In regard to his philosophy, too, there is little to say. Aristotle, where he mentions him, places him always with Parmenides, as resembling him in mode of thought. Simplicius, writing on Aristotle’s Physics (p. 7 sqq.), has preserved several fragments of his prose writings on Nature, which show the same kind of thoughts and arguments as we find in Parmenides, but, in part, somewhat more developed. It was a question whether the reasoning in which it is shown that change does not exist, or contradicts itself, which, by Aristotle in his incomplete, and, in some parts, most corrupt work on Xenophanes, Zeno, and Gorgias (c. 2.), was ascribed to Xenophanes, did not really belong to Melissus.[57]

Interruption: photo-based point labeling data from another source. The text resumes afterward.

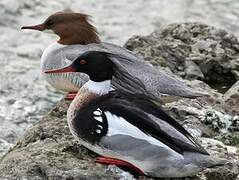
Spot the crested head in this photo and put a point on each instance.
(72, 28)
(95, 64)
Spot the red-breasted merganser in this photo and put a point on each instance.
(77, 36)
(127, 129)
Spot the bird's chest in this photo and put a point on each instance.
(88, 124)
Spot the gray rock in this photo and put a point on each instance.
(231, 99)
(192, 51)
(47, 150)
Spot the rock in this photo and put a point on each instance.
(231, 99)
(48, 150)
(192, 51)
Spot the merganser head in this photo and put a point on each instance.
(94, 63)
(72, 28)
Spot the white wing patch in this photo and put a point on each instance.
(97, 112)
(118, 125)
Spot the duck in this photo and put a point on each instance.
(76, 36)
(128, 129)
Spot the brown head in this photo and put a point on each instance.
(72, 28)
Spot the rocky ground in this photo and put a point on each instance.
(25, 97)
(204, 56)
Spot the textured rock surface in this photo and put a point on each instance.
(47, 149)
(21, 103)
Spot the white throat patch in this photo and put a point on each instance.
(99, 88)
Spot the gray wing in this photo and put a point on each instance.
(154, 81)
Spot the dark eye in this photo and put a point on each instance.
(82, 61)
(49, 23)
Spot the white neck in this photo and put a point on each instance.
(99, 88)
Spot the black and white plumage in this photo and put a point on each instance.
(130, 127)
(156, 82)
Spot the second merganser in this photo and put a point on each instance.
(77, 36)
(127, 129)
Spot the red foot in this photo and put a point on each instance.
(118, 162)
(70, 96)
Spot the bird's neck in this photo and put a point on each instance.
(88, 92)
(79, 33)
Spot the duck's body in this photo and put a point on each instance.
(77, 36)
(129, 127)
(133, 129)
(156, 82)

Since the beginning, in which we are told whose reasoning it is, is wanting, conjecture only applies it to Xenophanes. The writing begins with the words “He says,” without any name being given. It thus depends on the superscription alone whether Aristotle speaks of the philosophy of Xenophanes or not, and it must be noticed that different hands have put different superscriptions. Indeed, there is in this work (c. 2) an opinion of Xenophanes mentioned in such a way that it appears as though had what was previously quoted by Aristotle been by him ascribed to Xenophanes, the expression would have been different. It is possible that Zeno is meant, as the internal evidence abundantly shows. There is in it a dialectic more developed in form, more real reflexion, than from the verses could be expected, not from Xenophanes alone, but even from Parmenides. For Aristotle expressly says that Xenophanes does not yet determine with precision; thus the cultured reasoning contained in Aristotle must certainly be denied to Xenophanes; at least, it is so far certain that Xenophanes himself did not know how to express his thoughts in a manner so orderly and precise as that found here. We find it said:—
“If anything is, it is eternal (ἀΐδιον).” Eternity is an awkward word, for it immediately makes us think of time and mingle past and future as an infinite length of time; but what is meant is that ἀΐδιον is the self-identical, supersensuous, unchangeable, pure present, which is without any time-conception. It is, origination and change are shut out; if it commences, it does so out of nothing or out of Being. “It is impossible that anything should arise from the nothing. If everything could have arisen, or could it merely not have been everything eternally, it would equally have arisen out of nothing. For, if everything had arisen, nothing would once have existed. If some were alone the existent out of which the rest sprang, the one would be more and greater. But the more and greater would thus have arisen out of the nothing of itself, for in the less there is not its more, nor in the smaller its greater.”